"What's noteworthy about Miami English is that we're now in a third, even fourth generation of kids who are using these features of native dialect," said Florida International University sociolinguist Phillip Carter, who studies language in U.S. Latino communities. "So we're not talking — and let me be clear — we're not talking about non-native features. These are native speakers of English who have learned a variety influenced historically by Spanish."
-from Saturday's Miami Herald, an article well worth a read.
Supposuvly, it's not just an accent, it is a true dialect, irregardless of what you might think.
More from the article:
Miami has always been home to Latin American immigrants, but the first sizable wave arrived from Cuba during the 1960s, followed by the Mariel influx of the 1980s and then the balseros of the 1990s. They were joined by political refugees fleeing regimes in Nicaragua and Venezuela and by immigrants from Colombia and Mexico and other countries to the south.

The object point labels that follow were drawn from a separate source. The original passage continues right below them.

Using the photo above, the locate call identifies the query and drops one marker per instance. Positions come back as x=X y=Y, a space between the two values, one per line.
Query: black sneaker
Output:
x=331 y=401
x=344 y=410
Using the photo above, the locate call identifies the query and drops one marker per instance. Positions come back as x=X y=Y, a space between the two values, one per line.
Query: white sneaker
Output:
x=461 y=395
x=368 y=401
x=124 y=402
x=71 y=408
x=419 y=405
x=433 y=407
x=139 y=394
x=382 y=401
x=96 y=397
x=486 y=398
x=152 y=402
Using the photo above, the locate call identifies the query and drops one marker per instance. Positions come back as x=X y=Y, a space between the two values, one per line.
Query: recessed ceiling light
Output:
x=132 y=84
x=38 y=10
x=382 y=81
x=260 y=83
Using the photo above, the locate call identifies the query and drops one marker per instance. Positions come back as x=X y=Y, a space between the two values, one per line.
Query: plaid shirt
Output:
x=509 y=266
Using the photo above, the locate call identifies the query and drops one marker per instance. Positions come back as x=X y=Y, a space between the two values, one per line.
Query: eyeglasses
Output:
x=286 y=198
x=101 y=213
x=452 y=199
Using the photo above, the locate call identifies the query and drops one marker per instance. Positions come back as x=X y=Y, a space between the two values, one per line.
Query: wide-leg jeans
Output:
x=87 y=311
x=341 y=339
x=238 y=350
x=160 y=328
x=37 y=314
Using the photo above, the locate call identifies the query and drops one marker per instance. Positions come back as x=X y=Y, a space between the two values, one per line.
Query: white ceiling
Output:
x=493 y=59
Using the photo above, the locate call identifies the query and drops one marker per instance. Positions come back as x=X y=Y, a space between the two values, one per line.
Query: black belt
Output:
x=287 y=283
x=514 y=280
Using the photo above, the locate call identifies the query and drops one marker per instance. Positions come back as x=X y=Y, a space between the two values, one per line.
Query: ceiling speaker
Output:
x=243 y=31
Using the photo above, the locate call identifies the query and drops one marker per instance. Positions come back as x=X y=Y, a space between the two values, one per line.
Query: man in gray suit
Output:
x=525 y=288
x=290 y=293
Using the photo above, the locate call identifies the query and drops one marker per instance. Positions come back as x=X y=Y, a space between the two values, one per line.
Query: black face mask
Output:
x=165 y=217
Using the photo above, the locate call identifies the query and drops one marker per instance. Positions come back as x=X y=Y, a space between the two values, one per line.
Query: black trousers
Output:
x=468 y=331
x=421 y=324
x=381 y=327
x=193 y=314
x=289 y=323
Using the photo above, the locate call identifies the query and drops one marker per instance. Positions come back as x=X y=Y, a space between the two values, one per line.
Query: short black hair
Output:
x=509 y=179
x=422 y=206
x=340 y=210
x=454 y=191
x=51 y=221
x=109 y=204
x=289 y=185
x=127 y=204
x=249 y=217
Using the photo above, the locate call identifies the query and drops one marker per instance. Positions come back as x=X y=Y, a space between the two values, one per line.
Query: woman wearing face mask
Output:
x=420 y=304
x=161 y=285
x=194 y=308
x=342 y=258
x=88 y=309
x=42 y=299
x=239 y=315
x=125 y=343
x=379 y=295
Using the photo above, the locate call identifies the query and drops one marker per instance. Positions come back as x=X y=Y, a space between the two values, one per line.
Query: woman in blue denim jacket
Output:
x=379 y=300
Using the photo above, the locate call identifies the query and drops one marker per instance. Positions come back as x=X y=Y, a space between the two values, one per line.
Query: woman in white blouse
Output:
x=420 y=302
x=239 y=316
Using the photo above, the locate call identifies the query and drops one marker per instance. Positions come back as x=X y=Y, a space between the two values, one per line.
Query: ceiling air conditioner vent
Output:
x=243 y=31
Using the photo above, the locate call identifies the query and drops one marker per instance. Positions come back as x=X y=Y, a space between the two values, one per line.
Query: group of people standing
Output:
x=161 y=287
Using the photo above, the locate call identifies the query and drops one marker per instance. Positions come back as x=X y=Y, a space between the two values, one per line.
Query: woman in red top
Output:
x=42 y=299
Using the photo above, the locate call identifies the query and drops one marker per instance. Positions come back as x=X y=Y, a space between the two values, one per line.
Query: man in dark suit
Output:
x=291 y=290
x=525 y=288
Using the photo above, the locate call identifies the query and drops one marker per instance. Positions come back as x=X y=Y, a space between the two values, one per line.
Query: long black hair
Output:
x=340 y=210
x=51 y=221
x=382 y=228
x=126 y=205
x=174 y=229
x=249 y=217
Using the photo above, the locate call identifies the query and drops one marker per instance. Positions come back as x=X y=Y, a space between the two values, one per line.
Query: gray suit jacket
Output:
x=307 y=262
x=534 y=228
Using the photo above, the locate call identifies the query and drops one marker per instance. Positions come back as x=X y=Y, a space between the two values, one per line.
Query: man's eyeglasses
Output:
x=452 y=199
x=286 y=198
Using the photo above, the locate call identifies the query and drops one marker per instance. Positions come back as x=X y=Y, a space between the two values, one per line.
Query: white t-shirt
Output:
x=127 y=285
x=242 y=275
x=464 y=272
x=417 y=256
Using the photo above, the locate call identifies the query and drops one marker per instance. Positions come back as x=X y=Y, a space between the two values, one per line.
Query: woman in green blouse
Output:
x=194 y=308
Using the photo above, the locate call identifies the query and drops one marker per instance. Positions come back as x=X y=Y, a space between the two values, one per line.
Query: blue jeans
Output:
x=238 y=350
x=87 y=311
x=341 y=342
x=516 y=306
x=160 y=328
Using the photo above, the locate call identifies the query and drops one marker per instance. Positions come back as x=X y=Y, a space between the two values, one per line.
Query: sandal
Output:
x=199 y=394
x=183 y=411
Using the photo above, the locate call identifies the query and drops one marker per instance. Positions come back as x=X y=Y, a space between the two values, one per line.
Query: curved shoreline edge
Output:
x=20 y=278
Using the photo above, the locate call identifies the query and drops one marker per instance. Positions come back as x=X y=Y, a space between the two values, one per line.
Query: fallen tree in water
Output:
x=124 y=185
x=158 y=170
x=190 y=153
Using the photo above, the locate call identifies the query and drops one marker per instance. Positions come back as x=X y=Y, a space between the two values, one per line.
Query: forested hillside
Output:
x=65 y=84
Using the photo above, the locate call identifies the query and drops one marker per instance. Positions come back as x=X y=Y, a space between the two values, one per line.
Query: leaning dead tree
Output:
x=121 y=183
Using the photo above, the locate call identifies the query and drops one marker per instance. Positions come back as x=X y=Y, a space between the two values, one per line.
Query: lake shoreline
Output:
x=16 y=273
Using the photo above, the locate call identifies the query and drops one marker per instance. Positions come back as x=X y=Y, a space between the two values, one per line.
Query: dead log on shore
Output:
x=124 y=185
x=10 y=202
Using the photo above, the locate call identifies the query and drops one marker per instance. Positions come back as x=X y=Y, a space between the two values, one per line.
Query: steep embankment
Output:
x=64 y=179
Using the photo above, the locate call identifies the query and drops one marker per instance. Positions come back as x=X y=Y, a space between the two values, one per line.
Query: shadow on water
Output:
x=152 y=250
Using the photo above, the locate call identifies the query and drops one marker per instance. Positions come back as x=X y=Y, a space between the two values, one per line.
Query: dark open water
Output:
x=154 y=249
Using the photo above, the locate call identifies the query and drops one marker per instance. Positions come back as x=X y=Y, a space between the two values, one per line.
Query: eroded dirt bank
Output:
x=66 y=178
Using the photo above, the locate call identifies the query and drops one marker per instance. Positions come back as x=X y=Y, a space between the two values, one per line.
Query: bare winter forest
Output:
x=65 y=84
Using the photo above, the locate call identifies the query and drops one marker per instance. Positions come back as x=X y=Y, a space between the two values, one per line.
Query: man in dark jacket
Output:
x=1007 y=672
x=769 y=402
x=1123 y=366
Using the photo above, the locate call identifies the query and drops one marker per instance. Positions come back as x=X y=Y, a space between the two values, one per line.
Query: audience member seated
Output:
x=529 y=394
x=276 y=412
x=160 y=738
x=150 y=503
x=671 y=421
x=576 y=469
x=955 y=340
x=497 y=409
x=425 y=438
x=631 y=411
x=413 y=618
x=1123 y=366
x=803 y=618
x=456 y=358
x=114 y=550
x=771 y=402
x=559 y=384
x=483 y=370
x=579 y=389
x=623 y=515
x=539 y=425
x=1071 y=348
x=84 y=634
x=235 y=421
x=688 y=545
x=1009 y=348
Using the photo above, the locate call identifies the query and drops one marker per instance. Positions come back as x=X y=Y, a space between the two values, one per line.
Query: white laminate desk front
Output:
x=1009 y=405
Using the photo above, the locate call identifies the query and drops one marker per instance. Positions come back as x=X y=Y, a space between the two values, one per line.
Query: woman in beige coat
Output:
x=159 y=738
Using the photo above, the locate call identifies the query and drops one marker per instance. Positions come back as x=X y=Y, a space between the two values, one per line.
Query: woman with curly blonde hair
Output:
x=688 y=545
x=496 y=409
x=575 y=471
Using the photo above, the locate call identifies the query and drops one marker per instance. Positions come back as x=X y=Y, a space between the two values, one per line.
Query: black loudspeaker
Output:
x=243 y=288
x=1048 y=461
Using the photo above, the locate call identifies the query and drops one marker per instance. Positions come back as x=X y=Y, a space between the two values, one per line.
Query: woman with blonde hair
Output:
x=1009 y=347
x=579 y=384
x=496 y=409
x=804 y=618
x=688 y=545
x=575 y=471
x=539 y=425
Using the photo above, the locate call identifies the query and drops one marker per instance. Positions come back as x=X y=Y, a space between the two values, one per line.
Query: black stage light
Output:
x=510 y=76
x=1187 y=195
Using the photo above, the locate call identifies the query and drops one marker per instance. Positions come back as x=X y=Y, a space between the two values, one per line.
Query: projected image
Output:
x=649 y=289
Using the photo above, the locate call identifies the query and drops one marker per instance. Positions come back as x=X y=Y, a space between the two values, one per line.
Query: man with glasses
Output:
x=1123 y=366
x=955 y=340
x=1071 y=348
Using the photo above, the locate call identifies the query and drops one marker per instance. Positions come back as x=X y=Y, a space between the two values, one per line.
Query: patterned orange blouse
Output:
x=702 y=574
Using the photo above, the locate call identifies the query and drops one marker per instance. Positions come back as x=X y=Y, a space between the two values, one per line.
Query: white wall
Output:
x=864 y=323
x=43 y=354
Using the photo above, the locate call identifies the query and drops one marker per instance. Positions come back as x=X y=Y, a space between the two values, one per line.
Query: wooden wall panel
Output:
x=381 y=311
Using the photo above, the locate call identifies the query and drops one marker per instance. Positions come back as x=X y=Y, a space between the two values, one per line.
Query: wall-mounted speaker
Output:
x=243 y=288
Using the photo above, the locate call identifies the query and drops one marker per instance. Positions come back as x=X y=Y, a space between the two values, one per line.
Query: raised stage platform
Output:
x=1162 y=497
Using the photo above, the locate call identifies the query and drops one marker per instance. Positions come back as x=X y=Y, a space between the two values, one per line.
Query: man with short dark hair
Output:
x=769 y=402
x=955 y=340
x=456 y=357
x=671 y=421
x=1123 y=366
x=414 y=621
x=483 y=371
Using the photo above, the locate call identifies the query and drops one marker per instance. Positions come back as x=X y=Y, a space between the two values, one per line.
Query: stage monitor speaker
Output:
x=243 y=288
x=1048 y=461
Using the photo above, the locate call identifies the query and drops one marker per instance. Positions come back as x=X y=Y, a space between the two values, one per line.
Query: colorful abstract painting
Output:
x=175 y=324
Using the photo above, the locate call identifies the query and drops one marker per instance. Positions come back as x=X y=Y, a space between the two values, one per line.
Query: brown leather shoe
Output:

Immigrants overwhelmed the city's population so quickly that before long children growing up in Miami were learning English from people who were not native English speakers themselves. This led to a number of nonnative features like Spanish vowels and "L" sounds being incorporated into the language.
The first sizable wave of Stokes kids arrived in the 70s and early 80s.
On one of the first telephone calls from Macon after his arrival Freshman year at Davidson, he said, "Dad, I feel like a Cuban!" I said, something like "you are a Cuban; you just happen to look like everyone else up there."